Career center budget comfortably approved in 18-town vote

March 9, 2024 | By David Delcore | Times Argus staff writer

BARRE — The Central Vermont Career Center School District got the collective nod it needed from voters in 18 towns — most of them members of other districts where school budgets didn’t fare as well this week.

All but two of those budgets failed before the first of the 14,115 career center ballots cast on Tuesday were fed into tabulators on the third floor of Alumni Hall in Barre Thursday morning. The counting resumed on Friday and concluded after the last of the commingled ballots — those cast by Cabot voters — had been processed and the tabulators spit out the favorable results.

The career center district’s second-ever budget was approved, 8,754 to 4,933, in an election cycle when its $4.6 million bottom line wasn’t as tempting a target as the much larger budgets proposed by its six sending districts.

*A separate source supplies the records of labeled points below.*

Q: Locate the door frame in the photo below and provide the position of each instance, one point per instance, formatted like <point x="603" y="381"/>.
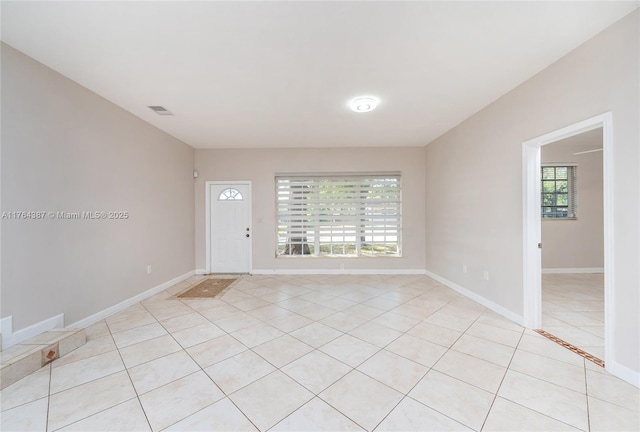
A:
<point x="208" y="186"/>
<point x="532" y="262"/>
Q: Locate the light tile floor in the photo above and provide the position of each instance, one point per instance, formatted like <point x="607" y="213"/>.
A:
<point x="293" y="353"/>
<point x="573" y="309"/>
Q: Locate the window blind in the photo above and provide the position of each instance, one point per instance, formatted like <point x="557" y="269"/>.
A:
<point x="348" y="215"/>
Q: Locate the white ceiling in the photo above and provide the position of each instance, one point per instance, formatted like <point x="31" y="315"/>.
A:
<point x="280" y="74"/>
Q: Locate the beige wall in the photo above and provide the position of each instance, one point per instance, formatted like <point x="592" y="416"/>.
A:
<point x="579" y="243"/>
<point x="260" y="166"/>
<point x="66" y="149"/>
<point x="474" y="177"/>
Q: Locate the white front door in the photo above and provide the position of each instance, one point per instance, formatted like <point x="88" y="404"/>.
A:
<point x="230" y="227"/>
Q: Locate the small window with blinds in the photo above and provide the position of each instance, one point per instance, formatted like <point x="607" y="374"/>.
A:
<point x="559" y="195"/>
<point x="338" y="215"/>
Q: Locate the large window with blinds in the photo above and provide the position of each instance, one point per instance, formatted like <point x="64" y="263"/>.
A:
<point x="559" y="194"/>
<point x="338" y="215"/>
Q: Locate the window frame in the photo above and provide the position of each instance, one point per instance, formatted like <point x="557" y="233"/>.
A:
<point x="341" y="215"/>
<point x="571" y="193"/>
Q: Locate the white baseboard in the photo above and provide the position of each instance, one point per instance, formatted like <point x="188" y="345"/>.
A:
<point x="6" y="325"/>
<point x="573" y="270"/>
<point x="86" y="322"/>
<point x="479" y="299"/>
<point x="10" y="338"/>
<point x="337" y="271"/>
<point x="623" y="372"/>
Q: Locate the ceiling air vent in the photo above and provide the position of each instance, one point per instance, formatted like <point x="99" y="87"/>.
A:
<point x="160" y="110"/>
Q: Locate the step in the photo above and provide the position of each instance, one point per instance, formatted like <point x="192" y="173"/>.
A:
<point x="27" y="357"/>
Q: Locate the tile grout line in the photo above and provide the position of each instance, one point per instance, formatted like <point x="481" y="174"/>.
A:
<point x="144" y="412"/>
<point x="495" y="395"/>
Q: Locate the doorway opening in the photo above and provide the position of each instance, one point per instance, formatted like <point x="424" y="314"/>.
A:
<point x="534" y="207"/>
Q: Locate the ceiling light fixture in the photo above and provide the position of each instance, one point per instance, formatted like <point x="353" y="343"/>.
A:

Budgets in four of those multi-town districts — Barre, Montpelier Roxbury, Washington Central and Harwood — were rejected. A fifth — Twinfield — passed by just three votes. The school budget passed by a wider margin in Cabot, by far the smallest of the career center’s sending districts.

That fact wasn’t lost on CVCC Superintendent Jody Emerson.

“With (budgets for) all of our biggest sending schools going down and Twinfield’s being so tight I felt like we might get caught up in that,” she said, noting her concerns the career center’s budget could be collateral damage in a year when voters were clearly concerned about school spending were tempered by a couple of factors.

“Our budget is much smaller and folks support CTE (Career Technical Education), so I was hopeful,” she said.

Emerson said the positive vote was a relief and won’t disrupt the fledgling district’s momentum as it explores alternate locations for a stand-alone center with an eye toward proposing a bond vote that would finance that ambitious project a year from November.

The center has been in a wing of Barre-based Spaulding High School since it opened under a different name. Until the new autonomous district that was approved by voters in its 18-town service area two years ago, oversight of the center fell to the board — now the Barre Unified School Board — responsible for Spaulding High School.

Now, its own district, with its own board, the career center’s budget reflected a spending increase of roughly 12%. However, there was no accompanying tax increase because the local cost of running the center is reflected in a tuition line items in budgets for its sending districts.

Though four of those budgets failed — some for the first time in recent memory — cutting tuition for the career center isn’t an option for the Barre, Montpelier Roxbury, Washington Central and Harwood boards as they regroup and prepare for a revote.

The career center budget passed by more than 3,800 votes, but it wasn’t completely immune from the sticker shock that led to failed budgets in its four largest sending districts. Nearly 6,000 more voters participated in this year’s career center election — a new record, and the result wasn’t as lopsided as last year when a $4.1 million spending proposal passed, 6,535-1,806.

Emerson said the higher turnout was good news for the district and the fact that the budget passed by more than 900 fewer votes than it did a year ago wasn’t surprising given the fate that befell other school spending proposals.

“We’re grateful that it passed,” she said of the budget. “That’s the important thing.”